An ML model is an algorithm based on machine learning methods tasked with analyzing the telemetry of the monitored asset and detecting anomalies.
An ML model is created by Kaspersky experts or a certified integrator for a specific monitored asset while taking into account the specifications of the asset and the characteristics of telemetry data. The general structure of the algorithm (architecture) is formed during creation of the ML model. Then the ML model is trained based on historical telemetry data and is thereby adjusted to the behavior of a specific object.
An ML model loaded into Kaspersky MLAD to work with a monitored asset consists of one or several elements, each of which is an independent ML model. The overall result of the Anomaly Detector service is formed by combining the results of the ML model elements. Normally, the more complex the industrial processes of the monitored asset are, the more elements the ML model will contain.
A Kaspersky MLAD ML model can be built using one or more detectors running in parallel:
The most common type of ML model is a neural network, which predicts the behavior of an object based on data from its behavior in the recent past. If the difference between the model prediction and the actual observed values exceeds a certain threshold, the Forecaster detector detects an anomaly in the monitored asset behavior and registers an incident. The cumulative indicator of the difference between the predicted values and the actual values (cumulative prediction error) is referred to as the MSE (mean squared error) in the user interface.
The MSE values graph and the MSE threshold which, when exceeded, causes the Forecaster to detect an incident, are displayed in the Monitoring and History sections under the tag graphs. If an ML model contains multiple elements, you can select a model element to view the MSE values calculated by that element.
This detector uses diagnostic rules to detect anomalies. Diagnostic rules describe previously known behavioral traits of the monitored asset that are considered anomalies. Diagnostic rules must be formalized and calculated based on available telemetry data for the object. Diagnostic rules are formulated by subject-area experts and are implemented by Kaspersky experts or a certified integrator in the form of software modules written in Python. Examples of diagnostic rules:
The value of tag A does not change over the course of one minute.
Over the past 12 hours, tag B has trended upward, tag C has trended downward, and tag D has not shown any clear dynamics.
The value of tag X fell below 2800 after it previously rose higher than 2900.
Limit Detector is a special type of ML model element, which registers incidents whenever a tag value falls below the minimum value or exceeds the maximum value. The Limit Detector uses the minimum and maximum permissible values specified in the tag description for the monitored asset. In this case, machine learning is not applied.
If an expert markup of anomalous time intervals and types of anomalies in historical data is available, a widely used machine learning method known as "supervised learning" can be used to train an ML model. XGBoost performs gradient boosting over decision trees. Training this type of ML model results in an XGBoost classifier that determines the probability of detecting anomalies in the data of a monitored asset.

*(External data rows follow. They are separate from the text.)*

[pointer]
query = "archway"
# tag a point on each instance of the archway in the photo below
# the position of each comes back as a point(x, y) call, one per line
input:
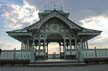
point(54, 48)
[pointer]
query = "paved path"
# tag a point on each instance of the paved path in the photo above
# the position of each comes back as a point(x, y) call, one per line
point(103, 67)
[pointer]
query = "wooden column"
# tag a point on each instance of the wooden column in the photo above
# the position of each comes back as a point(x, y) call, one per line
point(70, 47)
point(76, 48)
point(39, 43)
point(87, 44)
point(64, 49)
point(60, 47)
point(44, 49)
point(81, 46)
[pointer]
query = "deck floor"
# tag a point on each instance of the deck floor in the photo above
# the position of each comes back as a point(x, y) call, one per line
point(102, 67)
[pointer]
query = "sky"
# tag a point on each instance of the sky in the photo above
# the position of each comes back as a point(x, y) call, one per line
point(15, 14)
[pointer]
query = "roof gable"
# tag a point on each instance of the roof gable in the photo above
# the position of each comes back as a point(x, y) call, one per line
point(54, 13)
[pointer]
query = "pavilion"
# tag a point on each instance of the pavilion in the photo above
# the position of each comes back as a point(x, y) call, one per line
point(55, 26)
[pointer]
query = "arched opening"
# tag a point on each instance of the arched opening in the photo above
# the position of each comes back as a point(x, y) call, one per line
point(54, 48)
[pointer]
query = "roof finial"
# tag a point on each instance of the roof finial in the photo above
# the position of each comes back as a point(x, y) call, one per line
point(54, 5)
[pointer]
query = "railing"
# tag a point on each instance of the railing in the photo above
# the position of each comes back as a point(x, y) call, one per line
point(95, 53)
point(27, 55)
point(15, 55)
point(70, 52)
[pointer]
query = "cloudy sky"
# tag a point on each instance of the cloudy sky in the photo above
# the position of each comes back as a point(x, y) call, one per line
point(16, 14)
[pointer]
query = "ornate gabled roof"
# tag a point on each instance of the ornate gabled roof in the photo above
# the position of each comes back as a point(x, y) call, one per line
point(56, 14)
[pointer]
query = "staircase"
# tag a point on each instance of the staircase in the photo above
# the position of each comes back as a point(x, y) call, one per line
point(57, 62)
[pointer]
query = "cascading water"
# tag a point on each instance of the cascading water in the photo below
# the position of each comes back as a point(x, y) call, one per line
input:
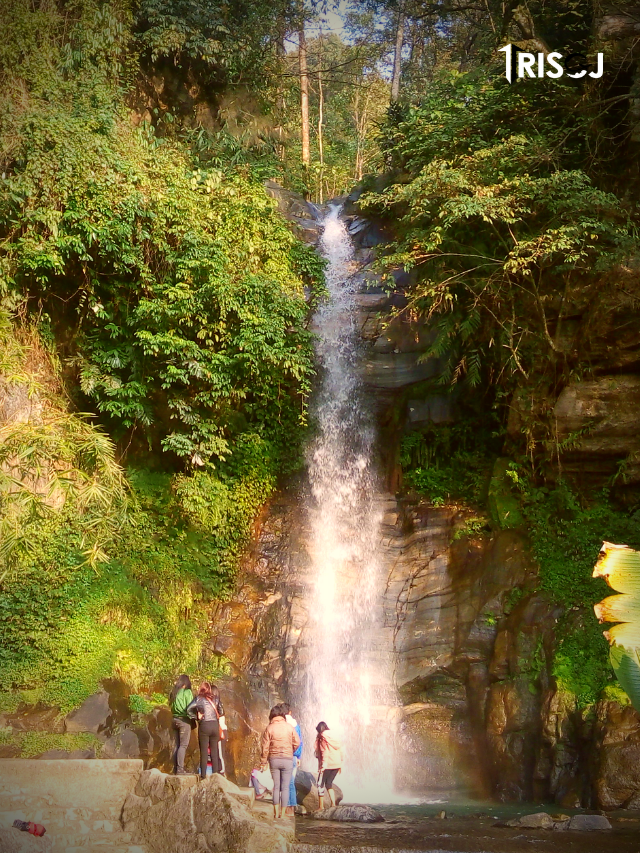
point(348, 683)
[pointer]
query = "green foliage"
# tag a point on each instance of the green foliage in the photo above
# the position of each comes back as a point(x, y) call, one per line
point(221, 42)
point(31, 744)
point(581, 661)
point(182, 283)
point(447, 462)
point(499, 222)
point(35, 743)
point(142, 616)
point(143, 705)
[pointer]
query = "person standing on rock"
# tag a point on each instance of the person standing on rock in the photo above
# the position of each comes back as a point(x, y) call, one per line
point(328, 751)
point(209, 710)
point(293, 799)
point(279, 742)
point(180, 698)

In monitoring mode, an ML model that is based on the XGBoost detector displays a graph of the adjusted probability of anomaly detection. The XGBoost detector registers an incident and identifies the type of incident if the probability exceeds the defined threshold.
An ML model based on the XGBoost detector is provided by Kaspersky experts when specially requested.
In Kaspersky MLAD, an ML model can be imported or created based on a template. In turn, ML model templates are created based on previously added ML models. ML model templates preserve the algorithm structure, set of elements, and the state of the ML model used to create the template. The state of the created ML model will match the training state of the source ML model when the template was created.
Using templates, you can add ML models of the same type to Kaspersky MLAD. These models will analyze data received from equipment of the same type with a similar set of tags. When creating an ML model from a template, you can configure the use of other tags in the ML model by specifying tag IDs that differ from the ones in the source ML model.